Be sure to do this in a well ventilated area and disconnect the battery. Be careful not to kink the fuel line. Follow the instructions to depressurize the fuel line before disconnecting.

Make sure to clean the top of the tank before starting. A little metallic/rust debris got in the tank, but it was easy to clean out with a small strong magnet. Get one of those extending magnets for this.

Final reminder that you are working around fumes that can ignite, especially once the tank is open. Please take it to a mechanic if you are not comfortable performing the repair.
 
I wanted to provide an overview of the fix on my vehicle after realizing a fuel smell while parked in the garage. Here are the parts used.

Part Number Part Name
GHP9-42-16X Fuel Pump Assembly Retainer Ring (OEM)
BBM2-42-166A Fuel Pump Assembly Gasket (OEM)
PE11-13-35X Fuel Pump Assembly (OEM) - Not required but wanted to replace proactively
9983-30-408 Fuel Pump Assembly Screw (OEM).

You will want your fuel level to be 1/4 or less if possible. It seems like it would be close to the top of the fuel pump opening even at 1/2 tank.

My screws were really rusted. Following some suggestions, I soaked them in PB blaster for over 24 hours and tried different size Vessel JIS screwdrivers and JIS drill bit to attempt removal, all of them stripped out (do not try too hard and strip them out too far, you will want to have some material left to try and grip with locking pliers later). For all 8 screws they were too far rusted to be removed easily. The best method for me was using a small center punch and hammer to knock them loose. Strike the screw in a way the it will start to rotate it loose. Then using a small quality locking pliers to grip the screw head to unscrew. One screw had to be carefully drilled out. The threads were a bit damaged but still usable after drilling out. Used some blue thread locker for that one screw to keep it from coming loose.

Be sure to do this in a well ventilated area and disconnect the battery. Be careful not to kink the fuel line. Follow the instructions to depressurize the fuel line before disconnecting.

Make sure to clean the top of the tank before starting. A little metallic/rust debris got in the tank, but it was easy to clean out with a small strong magnet. Get one of those extending magnets for this.
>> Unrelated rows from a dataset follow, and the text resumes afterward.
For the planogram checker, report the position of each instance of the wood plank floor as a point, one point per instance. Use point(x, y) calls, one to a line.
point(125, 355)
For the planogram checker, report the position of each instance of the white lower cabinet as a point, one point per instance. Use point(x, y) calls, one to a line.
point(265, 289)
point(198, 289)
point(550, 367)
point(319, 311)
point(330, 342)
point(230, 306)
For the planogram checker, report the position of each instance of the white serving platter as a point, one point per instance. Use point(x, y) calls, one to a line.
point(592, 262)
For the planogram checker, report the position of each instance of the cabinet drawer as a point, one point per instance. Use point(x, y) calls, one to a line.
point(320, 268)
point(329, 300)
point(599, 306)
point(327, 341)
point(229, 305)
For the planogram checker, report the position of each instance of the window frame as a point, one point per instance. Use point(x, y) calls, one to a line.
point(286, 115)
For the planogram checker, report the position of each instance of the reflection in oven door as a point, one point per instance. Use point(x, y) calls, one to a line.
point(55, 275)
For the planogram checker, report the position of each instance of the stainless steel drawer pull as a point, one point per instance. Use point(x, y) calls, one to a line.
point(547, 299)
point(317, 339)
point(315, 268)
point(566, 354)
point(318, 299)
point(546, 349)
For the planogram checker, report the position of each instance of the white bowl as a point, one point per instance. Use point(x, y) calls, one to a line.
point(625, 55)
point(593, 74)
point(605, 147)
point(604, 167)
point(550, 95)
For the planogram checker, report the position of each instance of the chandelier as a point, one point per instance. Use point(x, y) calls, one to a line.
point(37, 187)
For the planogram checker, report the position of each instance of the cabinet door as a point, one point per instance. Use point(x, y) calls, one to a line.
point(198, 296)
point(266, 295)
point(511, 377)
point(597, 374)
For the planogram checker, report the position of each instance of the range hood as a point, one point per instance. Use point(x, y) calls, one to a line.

Final reminder that you are working around fumes that can ignite, especially once the tank is open. Please take it to a mechanic if you are not comfortable performing the repair.
Hi, many thanks for the info. I just wanted to double check that this solved the issue?
I have similar corrosion (not quite as bad) but no wetness. when you opened the hatch under the seat did it smell strong of gas? Mine does not.
I have the same issue you had, smell of gas at the middle to rear driver side when engine is on. No code or leaks seen on the floor. I’m thinking the charcoal canister could be the cause, I know there is a recall where overfilling results in gas entering the charcoal canister.
 
Having the same issue right now on my 2015 Mazda 3. The screws wont come out even with penetrating oil, drilling them is probably the only way. I was wondering if anyone looked into using a gasket maker, like these two:

1. ABRO Ultra Plus RTV Silicone Sealant and Gasket Maker Black 999
2. Permatex 85420 Permashield Fuel Resistant Gasket Dressing

any recommendation on which one to use ? The first one hardens, and seems to be a good option in general, but not graded for fuel. The second stays liquid, which might be terrible in terms of attracting girt.